The full sanitation system should be undergo local health risk assessments to protect individuals and communities from exposure to excreta – whether this be from unsafe toilets, leaking storage or inadequate treatment.
Sanitation should be integrated into regular local government-led planning and service provision to avert the higher costs associated with retrofitting sanitation and to ensure sustainability.
The health sector should invest more and play a coordinating role in sanitation planning to protect public health.
Some countries have recently taken significant actions:
India has elevated the challenge of ending open defecation to the highest level. Under the Prime Minister’s leadership, the Swachh Bharat Mission (Clean India Programme) is coordinating action across many sectors to ensure basic sanitation rapidly reaches and improves the lives of millions.
Senegal is a leader in Africa that recognizes the role of pit latrines and septic tanks in ensuring services for all. The government is providing innovative solutions with the private sector to ensure pits and septic tanks are emptied and contents are treated to ensure affordable services and clean communities.
Implementing the WHO Guidelines on Health and Sanitation will be key to meeting the SDGs. In 90 countries, progress towards basic sanitation is too slow, meaning they will not reach universal coverage by 2030, officials say.
Sustainable Development Goal 6 is to ensure availability and sustainable management of water and sanitation for all.
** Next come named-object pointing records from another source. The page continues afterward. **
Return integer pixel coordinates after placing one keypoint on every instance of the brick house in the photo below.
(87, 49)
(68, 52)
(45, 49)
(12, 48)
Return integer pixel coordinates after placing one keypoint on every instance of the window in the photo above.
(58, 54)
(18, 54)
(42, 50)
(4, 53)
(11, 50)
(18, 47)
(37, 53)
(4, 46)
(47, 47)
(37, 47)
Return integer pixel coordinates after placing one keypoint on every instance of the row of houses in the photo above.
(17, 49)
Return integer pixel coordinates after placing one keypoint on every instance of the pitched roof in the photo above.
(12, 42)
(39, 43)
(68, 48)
WHO, together with UNICEF, monitors progress on the following targets?
By 2030, achieve universal and equitable access to safe water for all.
By 2030, achieve access to adequate and equitable sanitation and hygiene for all and end open defecation, paying special attention to the needs of women and girls and those in vulnerable situations.
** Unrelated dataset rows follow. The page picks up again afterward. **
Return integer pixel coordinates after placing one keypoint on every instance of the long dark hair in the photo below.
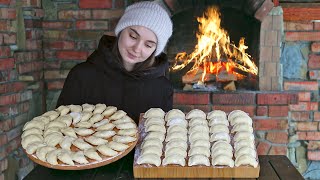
(138, 67)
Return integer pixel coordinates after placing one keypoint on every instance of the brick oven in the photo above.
(40, 41)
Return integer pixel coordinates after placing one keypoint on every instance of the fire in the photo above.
(214, 52)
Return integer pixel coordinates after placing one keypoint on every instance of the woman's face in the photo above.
(136, 44)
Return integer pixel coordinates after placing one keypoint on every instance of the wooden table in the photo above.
(272, 168)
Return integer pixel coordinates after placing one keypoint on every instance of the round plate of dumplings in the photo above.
(75, 137)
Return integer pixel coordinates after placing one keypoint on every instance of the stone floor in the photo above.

In order to meet these targets, the World Bank estimates investments in infrastructure need to triple to US $114 billion per year – a figure which does not include operating and maintenance costs.
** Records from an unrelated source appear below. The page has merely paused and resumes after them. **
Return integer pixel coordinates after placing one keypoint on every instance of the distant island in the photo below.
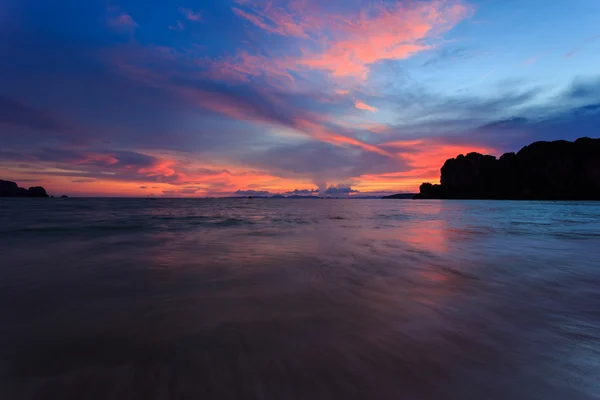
(559, 170)
(11, 189)
(402, 196)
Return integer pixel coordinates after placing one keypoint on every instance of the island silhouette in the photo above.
(558, 170)
(11, 189)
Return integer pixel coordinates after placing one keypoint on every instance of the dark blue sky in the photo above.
(207, 98)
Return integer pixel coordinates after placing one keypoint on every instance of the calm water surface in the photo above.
(299, 299)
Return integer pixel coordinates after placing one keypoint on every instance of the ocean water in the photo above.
(299, 299)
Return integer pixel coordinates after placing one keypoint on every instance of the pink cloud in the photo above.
(178, 27)
(191, 15)
(346, 45)
(287, 20)
(123, 21)
(364, 106)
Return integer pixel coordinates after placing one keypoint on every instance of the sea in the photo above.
(299, 299)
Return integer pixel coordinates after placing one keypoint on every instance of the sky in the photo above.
(310, 97)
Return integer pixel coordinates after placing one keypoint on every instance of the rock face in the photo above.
(10, 189)
(559, 170)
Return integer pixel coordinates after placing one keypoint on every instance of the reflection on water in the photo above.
(297, 299)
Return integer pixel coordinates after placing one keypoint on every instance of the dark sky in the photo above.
(214, 98)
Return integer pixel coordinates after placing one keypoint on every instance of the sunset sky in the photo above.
(238, 97)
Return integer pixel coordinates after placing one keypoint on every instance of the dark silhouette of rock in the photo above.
(559, 170)
(400, 196)
(10, 189)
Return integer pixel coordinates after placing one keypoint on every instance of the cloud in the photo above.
(14, 112)
(178, 27)
(446, 55)
(252, 193)
(340, 190)
(532, 60)
(191, 15)
(83, 180)
(581, 46)
(122, 22)
(346, 45)
(364, 106)
(302, 192)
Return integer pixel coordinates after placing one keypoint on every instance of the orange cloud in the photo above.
(348, 45)
(321, 133)
(364, 106)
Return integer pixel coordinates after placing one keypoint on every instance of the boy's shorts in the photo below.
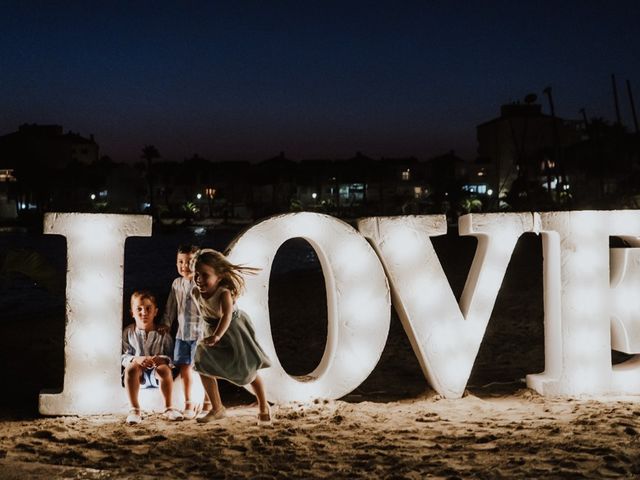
(184, 351)
(148, 379)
Safe water, sanitation and hygiene are also essential to SDG 3 “Ensuring healthy lives and promote wellbeing for all at all ages”. Under SDG target 3.3, countries are working to end the epidemics of major diseases, including water-borne diseases.
Under SDG 3.9, countries are working to substantially reduce the number of deaths and illnesses from hazardous chemicals and air, water and soil pollution and contamination by 2030. Additionally, safe water, sanitation and hygiene are needed to reduce maternal mortality and to end preventable deaths of newborns and children as called for in SDG targets 3.1 and 3.2.